Atas keyakinan tentang keterampilan dan tekhnik itulah, Festival Pasa Harau menghadirkan Emri, salah seorang penari terbaik yang dimiliki Sumatera Barat saat ini, untuk menampilkan tari yang konon diliputi tenaga gaib itu. Emri, yang telah bertualang mengajarkan tari Minangkabau ke beberapa Negara di dunia, dan cukup lama dengan tekun menggali silek (silat) Minang untuk menciptakan karya-karya tari barunya akan menari dibawah iringan musik Grup Si Kambang Manih. Setelah sekian lama lebih banyak bergelut dengan musik dan tari kontemporer, Emri akan menantang dirinya sendiri dengan atraksi Tari Piriang di Ateh Kaco, khusus untuk pengunjung Festival Pasa Harau. Bukan mustahil, hanya di Festival Pasa Harau orang bisa menyaksikan ketangkasan dan ketajaman gerak-gerak Emri dalam membawakan Tari Piriang di Ateh Kaco. Sebuah kesempatan langka, yang tidak akan didapatkan di tempat lain.
Ketika sore mulai turun di Lembah Harau, permainan Alang-Alang (layang-layang) yang menggambarkan siklus hidup agraris masyarakat Minangkabau, yang lazimnya dirayakan setelah masa panen akan tersaji. Sambil menyeruput kopi kawa daun, dan mengunyah makanan tradisional, pengunjung Pasa Harau dapat mendengarkan cerita-cerita tentang kopi kawa dan sejarah kolonial di Minangkabau. Sementara itu, langit senja Lembah Harau yang mulai kemerahan, akan dihiasi berpuluh alang-alang beragam corak dan warna yang melenggak-lenggok seolah menyambut malam, yang menunggu untuk dipandangi.

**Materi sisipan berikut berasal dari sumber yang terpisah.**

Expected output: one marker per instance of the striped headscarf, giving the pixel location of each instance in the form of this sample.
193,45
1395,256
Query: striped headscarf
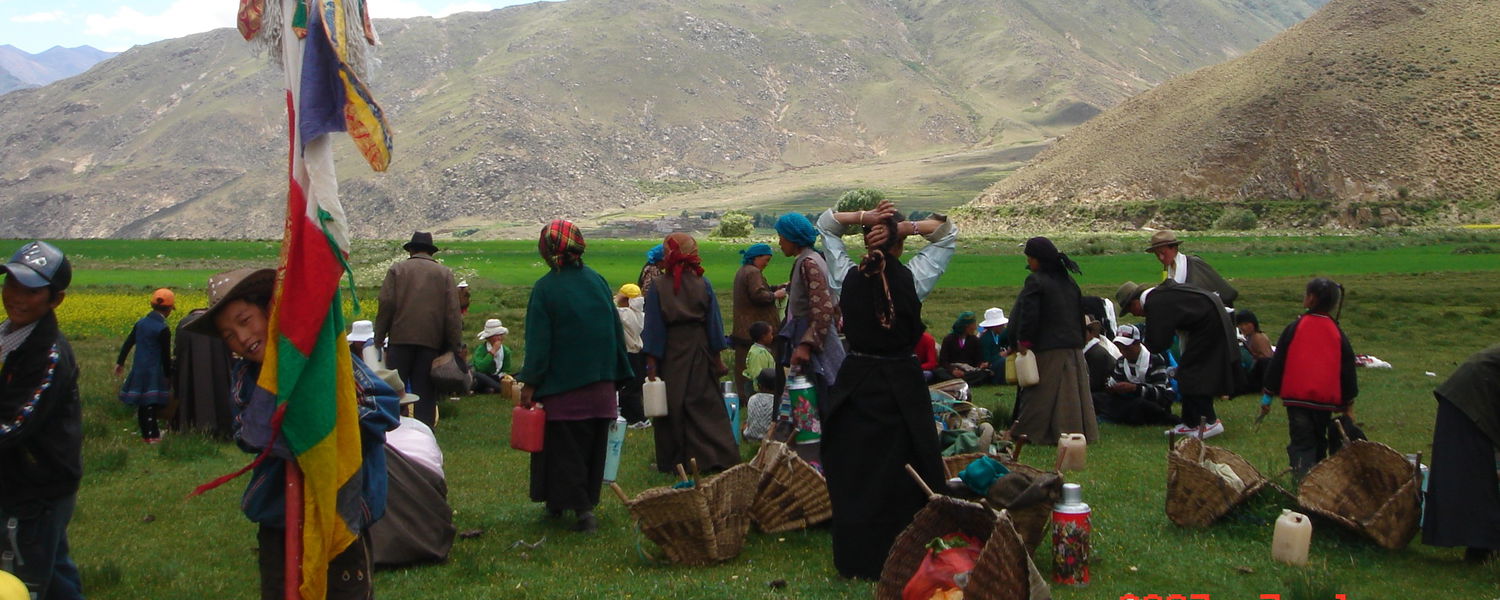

Pada malam harinya, setelah menikmati rendang dalam makan malam yang dihiasi obor dan cerita-cerita soal rendang, serta ditemani sajian musik oleh La Paloma, pengunjung akan dibawa menikmati suasana malam di Lembah Harau dalam acara berjudul Pasa Harau Music Performance, yang menampilkan Orkes Keroncong La Paloma, C-Kustik, Ranah Rasta, dan Taman Bunga. Orkes Keroncong La Paloma akan menggunakan pendekatan musik keroncong untuk mengolah kekayaan idiom musikal Minangkabau. Sementara C Kustik (Cahayo Kustik), akan menyajikan komposisi akustik Minang dengan formasi cajon, bas, gitar, keyboard, dan vokal. Ranah rasta akan membawakan nomor-nomor regae bernuansa lokal, sedang Orkes Taman Bunga akan menggoyang pengunjung dengan menghadirkan irama melayu retro dan alternatif.
Setelah sajian Pasa Harau Music Performance, para pengunjung berkesempatan menikmati turunnya malam dengan api unggun. Dan jika malam telah semakin tua, pengunjung akan merasakan keheningan Lembah Harau, dari balik tenda, atau dari balik dinding-dinding rumah keluarga baru mereka, yakni masyarakat Pasa Harau.
Pagi harinya, ketika ibu-ibu nagari Harau pulang masih mengenakan mukena dari masjid dan surau, para pengunjung akan diajak menyusuri jalan setapak menuju puncak bukit-bukit Harau, untuk menyaksikan matahari muncul dari balik Bukit Barisan yang mengepung. Ketika pulang kembali ke perkampungan, rasa letih pengunjung akan segera diobati oleh sajian silek lacah, sebuah peragaan adu ketangkasan beladiri tradisional Minangkabau di dalam medan berlumpur, yang tentunya mensyaratkan keterampilan dan latihan tertentu.
Kemudian, sekumpulan anak muda yang menamakan dirinya Balega Grup, akan menampilkan Tapuak Galambuak, sebuah pertunjukan yang mengambil inspirasi dari gerakan Randai. Pengunjung Festival Pasa Harau akan berkesempatan menyaksikan sajian Randai Inovatif dari sebuah Grup yang telah menampilkan karyanya di berbagai festival dunia ini. Randai, seni pertunjukan Minangkabau yang menggabungkan unsur seni drama, tari, dan musik itu, di tangan anak-anak muda ini akan tumbuh menjadi garapan baru, dengan gerakan silek dan tapuak galambuak (tepukan pada celana, yang menjadi ciri khas Randai) berpola baru yang atraktif.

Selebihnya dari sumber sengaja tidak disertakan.